Revenons sur le traité de Verdun
Si comme tout le monde j'ai commencé Céline par voyage au bout de la nuit, ce qui m'a vite attiré c'était son côté plus sulfureux, je voulais voir à quoi ressemblait de la véritable subversion, pas la petite subversion calibrée, quelque chose qui dit des choses que l'on ne peut pas dire.
Je ne vais bien évidemment pas juger ou non la véracité de ce qu'il raconte, je ne suis pas historien et je m'en fous totalement à vrai dire, mais cela ne va pas m'empêcher de faire l'éloge de ce livre que j'ai adoré tout comme j'ai adoré Bagatelle pour un Massacre ou les beaux draps.
L'école des cadavres est encore plus judéocentrée que les deux pamphlets précédents, c'est trois cents pages où il va expliquer sa haine du juif et conclure (je vais commencer par là) qu'il veut une alliance avec l'Allemagne (dirigée par Hitler à l'époque).
Céline met le traité de Verdun à l'origine de toutes les querelles en Europe, pour lui tout par de là, la France et l'Allemagne (oui je sais Lotharingie, Francie occidentale et orientale) sont en perpétuels conflits ce qui permet à l'Angleterre de tirer son épingle du jeu. Quelque part il rêve de ce que nous rêvons tous, une Europe forte (pas l'Union Européenne que l'on a maintenant). Bon après il continue en disant que les Français ne sont pas un peuple latin, mais germanique et celte. (Tout ceci parle au joueur de Crusader King II que je suis.)
Et si je pars de sa conclusion il y a une raison, c'est que tout ce qu'il dit avant s'expliquer à partir de là, il ne fait pas que balancer ce que certains appelleront sans doute à juste titre des atrocités sur les juifs, ça a un sens, il a un projet de civilisation et pour lui le juif est l'obstacle à ce projet.
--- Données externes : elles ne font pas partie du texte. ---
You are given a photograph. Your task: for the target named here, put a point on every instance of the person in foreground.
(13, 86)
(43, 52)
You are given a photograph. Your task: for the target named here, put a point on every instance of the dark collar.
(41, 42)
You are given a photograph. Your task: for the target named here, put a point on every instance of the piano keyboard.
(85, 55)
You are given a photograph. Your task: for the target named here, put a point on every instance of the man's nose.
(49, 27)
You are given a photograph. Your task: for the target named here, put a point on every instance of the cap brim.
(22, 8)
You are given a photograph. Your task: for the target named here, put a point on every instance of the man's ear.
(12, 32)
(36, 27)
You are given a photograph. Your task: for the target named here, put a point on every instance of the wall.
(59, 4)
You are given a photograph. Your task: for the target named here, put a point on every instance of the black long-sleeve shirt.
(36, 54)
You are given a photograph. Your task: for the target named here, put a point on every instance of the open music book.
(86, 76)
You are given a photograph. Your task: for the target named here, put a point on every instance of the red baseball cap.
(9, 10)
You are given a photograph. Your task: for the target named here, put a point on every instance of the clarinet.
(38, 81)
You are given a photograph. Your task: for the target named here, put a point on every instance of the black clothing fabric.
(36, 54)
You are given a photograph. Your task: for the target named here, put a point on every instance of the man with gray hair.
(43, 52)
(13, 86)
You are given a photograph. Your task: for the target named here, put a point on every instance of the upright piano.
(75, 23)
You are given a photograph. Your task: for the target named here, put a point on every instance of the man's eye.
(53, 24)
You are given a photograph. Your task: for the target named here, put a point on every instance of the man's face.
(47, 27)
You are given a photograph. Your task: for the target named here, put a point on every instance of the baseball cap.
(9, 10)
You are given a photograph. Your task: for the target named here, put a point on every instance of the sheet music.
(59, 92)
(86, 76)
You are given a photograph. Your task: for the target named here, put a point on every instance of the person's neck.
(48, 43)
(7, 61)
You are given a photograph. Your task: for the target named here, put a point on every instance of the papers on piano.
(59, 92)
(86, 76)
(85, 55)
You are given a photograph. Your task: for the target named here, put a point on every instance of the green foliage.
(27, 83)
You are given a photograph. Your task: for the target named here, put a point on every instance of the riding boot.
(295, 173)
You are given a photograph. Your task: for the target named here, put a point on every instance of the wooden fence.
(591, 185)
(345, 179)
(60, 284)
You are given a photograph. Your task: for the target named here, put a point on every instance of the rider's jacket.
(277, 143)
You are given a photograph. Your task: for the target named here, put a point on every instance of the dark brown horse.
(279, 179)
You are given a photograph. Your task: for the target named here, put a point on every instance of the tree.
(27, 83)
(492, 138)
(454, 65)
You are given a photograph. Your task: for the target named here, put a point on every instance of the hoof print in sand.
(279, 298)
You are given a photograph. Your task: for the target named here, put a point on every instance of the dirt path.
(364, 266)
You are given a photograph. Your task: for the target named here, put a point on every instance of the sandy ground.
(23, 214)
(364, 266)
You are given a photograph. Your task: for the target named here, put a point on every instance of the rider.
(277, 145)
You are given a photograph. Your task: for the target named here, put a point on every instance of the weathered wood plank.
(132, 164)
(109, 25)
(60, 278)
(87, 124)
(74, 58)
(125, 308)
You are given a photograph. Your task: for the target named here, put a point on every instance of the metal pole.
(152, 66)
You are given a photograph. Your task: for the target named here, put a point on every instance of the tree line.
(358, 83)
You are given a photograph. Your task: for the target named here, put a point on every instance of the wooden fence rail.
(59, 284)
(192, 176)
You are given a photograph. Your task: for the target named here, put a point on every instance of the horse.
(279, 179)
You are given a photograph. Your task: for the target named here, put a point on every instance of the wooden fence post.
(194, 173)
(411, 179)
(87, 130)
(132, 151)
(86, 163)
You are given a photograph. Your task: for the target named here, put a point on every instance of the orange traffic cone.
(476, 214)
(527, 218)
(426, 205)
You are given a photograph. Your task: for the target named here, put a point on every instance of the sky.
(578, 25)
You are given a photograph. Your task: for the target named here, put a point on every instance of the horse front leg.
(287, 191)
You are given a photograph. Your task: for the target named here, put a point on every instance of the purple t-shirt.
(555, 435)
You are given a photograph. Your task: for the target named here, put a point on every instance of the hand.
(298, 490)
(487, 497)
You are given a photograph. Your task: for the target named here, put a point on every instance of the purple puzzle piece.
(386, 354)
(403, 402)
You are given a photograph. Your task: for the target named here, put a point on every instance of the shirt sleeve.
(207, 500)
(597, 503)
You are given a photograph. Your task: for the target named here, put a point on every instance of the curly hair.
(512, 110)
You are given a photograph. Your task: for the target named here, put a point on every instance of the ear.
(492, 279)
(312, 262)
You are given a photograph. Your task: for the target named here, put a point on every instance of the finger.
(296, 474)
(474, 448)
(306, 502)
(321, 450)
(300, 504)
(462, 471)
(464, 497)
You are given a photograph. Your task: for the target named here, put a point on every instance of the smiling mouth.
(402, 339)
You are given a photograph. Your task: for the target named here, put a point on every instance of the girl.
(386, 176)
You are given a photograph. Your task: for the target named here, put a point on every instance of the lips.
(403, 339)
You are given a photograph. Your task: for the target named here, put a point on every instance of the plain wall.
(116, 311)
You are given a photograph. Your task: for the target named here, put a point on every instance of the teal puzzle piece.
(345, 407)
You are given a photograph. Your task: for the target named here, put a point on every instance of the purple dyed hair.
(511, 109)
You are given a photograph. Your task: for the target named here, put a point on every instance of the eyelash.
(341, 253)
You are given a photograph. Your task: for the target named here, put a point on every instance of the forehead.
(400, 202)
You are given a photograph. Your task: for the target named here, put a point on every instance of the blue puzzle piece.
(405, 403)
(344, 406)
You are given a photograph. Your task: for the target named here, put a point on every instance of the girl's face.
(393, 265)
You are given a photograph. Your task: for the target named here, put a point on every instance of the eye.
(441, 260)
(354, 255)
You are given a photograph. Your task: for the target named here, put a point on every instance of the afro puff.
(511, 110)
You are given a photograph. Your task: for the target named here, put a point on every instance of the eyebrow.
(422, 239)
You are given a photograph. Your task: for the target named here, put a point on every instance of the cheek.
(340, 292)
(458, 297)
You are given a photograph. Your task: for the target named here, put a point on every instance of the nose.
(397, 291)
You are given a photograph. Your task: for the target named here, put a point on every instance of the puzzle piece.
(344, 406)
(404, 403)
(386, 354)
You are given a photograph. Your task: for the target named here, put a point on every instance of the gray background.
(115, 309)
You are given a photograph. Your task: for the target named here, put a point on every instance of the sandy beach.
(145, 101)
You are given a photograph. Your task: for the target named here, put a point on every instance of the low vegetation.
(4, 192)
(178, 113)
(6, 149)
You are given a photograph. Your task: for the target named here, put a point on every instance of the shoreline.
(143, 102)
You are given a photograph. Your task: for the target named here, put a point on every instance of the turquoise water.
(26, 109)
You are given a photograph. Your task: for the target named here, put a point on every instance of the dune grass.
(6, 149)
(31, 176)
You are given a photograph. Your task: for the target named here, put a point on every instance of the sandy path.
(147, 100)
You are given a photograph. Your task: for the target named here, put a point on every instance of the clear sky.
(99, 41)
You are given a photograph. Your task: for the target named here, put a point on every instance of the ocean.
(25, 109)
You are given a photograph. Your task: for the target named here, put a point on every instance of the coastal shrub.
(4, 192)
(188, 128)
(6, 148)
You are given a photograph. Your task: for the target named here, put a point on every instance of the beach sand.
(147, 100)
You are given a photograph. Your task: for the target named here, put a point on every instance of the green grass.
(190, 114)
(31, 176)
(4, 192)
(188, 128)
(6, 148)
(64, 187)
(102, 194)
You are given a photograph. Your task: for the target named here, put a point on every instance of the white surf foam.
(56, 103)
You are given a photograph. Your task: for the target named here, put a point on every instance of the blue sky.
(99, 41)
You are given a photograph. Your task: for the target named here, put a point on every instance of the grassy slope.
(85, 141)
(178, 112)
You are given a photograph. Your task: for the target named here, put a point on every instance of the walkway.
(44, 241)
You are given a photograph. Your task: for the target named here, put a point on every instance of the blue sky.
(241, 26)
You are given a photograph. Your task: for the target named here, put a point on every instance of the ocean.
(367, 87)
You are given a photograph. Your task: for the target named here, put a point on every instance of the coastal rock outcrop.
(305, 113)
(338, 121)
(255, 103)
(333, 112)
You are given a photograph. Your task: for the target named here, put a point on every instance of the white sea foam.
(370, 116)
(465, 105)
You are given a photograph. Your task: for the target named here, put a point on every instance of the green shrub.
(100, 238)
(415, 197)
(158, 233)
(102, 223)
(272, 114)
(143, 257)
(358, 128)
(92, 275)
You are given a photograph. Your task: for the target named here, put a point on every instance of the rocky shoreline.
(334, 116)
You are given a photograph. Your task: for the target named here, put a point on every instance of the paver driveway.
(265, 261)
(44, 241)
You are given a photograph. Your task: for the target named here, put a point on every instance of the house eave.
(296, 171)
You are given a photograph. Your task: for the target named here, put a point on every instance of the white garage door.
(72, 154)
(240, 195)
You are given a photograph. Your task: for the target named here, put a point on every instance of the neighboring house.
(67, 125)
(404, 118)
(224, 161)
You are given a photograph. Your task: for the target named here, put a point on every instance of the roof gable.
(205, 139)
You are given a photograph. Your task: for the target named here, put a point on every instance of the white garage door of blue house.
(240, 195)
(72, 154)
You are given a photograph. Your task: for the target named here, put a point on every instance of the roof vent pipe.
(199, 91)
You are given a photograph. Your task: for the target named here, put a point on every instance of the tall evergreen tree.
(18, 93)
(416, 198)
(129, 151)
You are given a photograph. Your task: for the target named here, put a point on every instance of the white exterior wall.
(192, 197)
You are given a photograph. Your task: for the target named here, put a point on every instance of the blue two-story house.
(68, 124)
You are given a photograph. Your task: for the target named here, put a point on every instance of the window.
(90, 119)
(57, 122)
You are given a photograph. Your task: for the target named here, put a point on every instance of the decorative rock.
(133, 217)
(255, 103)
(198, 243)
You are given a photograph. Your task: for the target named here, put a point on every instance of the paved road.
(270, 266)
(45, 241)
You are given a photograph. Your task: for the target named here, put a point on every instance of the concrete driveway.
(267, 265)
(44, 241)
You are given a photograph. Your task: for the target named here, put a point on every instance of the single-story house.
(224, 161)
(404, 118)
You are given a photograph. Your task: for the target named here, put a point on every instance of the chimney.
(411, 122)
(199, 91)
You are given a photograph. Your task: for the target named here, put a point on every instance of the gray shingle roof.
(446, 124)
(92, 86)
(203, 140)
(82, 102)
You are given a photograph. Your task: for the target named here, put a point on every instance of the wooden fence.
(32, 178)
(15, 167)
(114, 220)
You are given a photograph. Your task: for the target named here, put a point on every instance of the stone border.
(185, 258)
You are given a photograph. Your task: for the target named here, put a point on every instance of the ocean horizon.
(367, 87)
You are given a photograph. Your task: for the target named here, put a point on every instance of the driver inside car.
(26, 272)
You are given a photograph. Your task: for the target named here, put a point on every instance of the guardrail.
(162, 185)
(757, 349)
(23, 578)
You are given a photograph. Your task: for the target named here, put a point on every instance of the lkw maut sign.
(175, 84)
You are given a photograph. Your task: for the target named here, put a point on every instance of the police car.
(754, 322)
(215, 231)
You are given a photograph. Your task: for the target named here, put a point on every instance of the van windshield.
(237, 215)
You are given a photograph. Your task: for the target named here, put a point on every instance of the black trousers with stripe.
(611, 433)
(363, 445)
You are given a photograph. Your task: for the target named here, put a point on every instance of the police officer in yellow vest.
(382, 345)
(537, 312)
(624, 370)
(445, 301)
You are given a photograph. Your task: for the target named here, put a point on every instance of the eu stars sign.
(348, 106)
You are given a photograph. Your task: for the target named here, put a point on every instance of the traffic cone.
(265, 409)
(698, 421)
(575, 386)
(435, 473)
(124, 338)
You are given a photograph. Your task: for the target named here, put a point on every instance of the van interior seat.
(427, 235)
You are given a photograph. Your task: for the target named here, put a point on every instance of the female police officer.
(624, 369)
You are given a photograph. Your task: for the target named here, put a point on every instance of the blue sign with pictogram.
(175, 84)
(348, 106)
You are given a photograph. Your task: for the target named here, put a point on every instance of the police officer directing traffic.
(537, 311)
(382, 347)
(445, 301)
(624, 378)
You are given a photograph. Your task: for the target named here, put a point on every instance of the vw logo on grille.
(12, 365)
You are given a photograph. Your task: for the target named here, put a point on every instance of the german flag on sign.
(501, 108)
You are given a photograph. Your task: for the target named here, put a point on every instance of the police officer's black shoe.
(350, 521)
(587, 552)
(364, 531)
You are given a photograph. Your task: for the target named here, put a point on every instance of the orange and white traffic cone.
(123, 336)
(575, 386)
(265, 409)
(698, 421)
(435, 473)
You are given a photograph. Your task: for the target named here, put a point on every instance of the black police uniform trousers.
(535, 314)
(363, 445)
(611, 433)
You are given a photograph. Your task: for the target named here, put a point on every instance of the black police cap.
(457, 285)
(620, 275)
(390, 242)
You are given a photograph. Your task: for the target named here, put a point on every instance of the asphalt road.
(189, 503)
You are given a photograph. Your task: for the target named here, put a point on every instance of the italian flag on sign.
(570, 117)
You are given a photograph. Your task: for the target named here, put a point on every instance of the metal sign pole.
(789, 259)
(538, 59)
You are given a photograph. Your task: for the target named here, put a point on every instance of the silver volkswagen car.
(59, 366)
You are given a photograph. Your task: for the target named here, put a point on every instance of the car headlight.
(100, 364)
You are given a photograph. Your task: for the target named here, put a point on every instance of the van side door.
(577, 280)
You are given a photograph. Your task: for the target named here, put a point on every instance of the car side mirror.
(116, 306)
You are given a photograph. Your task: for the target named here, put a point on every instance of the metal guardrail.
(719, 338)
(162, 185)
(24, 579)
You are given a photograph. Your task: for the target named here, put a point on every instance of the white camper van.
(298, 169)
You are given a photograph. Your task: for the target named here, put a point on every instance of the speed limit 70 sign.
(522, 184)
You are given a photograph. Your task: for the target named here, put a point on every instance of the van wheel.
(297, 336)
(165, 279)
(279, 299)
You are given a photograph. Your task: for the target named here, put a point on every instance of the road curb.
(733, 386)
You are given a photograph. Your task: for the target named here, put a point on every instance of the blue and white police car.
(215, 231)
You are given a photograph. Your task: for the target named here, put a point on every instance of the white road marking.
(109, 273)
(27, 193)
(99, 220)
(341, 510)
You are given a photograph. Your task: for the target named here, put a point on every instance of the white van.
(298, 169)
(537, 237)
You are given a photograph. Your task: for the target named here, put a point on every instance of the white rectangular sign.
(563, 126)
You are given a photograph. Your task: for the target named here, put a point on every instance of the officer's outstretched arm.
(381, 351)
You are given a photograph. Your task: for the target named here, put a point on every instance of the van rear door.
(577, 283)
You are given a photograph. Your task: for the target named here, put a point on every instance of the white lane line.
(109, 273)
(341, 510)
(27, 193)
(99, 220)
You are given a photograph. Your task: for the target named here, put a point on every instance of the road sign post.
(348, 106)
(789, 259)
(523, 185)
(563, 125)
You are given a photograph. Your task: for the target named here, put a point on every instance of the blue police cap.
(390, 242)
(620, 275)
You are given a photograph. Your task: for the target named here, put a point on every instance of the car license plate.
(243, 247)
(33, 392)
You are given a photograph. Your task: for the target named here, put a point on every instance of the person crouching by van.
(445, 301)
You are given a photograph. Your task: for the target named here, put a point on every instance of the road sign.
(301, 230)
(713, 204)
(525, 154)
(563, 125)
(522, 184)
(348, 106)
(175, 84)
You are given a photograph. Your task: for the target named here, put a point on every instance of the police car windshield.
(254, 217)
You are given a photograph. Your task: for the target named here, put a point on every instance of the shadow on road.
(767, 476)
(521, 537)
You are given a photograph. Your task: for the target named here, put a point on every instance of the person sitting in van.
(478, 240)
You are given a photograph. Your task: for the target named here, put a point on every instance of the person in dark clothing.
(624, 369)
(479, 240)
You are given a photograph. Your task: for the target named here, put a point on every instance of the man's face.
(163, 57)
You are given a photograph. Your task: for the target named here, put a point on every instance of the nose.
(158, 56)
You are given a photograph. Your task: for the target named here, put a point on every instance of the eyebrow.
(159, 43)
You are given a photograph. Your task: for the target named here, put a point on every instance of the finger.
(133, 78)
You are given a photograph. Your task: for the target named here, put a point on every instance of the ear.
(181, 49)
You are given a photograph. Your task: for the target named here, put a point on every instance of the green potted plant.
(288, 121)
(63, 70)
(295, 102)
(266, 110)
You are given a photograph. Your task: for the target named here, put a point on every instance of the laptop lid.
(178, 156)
Mais ce projet de revenir avant le traité de Verdun n'est pas la chose qui me fait adorer ce livre, il faut être honnête, ce qui est génial c'est cette haine pure, cette façon avec laquelle Céline se tient debout contre vents et marées, comment il répond à ce que lui écrit un juif en début de livre sur Bagatelle pour un massacre. Céline ne fait pas dans la demi-mesure et finalement il m'importe peu que ce qu'il raconte soit vrai ou non, car il me permet d'avoir une idée du climat, des tensions à la veille de la seconde guerre mondiale, de savoir ce que l'on reprochait aux juifs et ceci venant de la part de quelqu'un qui ne les aimait pas.
Attention Céline n'est pas Hitlérien pour autant, il dit clairement qu'il emmerdera tout le monde : juifs, francs-maçons, et Hitler si celui-ci vient l'emmerder (sic).
Il faut faire attention au vocabulaire utilisé qui est absolument génial, clair, vulgaire, précis, cinglant. Céline ne fait aucune concession tant dans le fond que la forme.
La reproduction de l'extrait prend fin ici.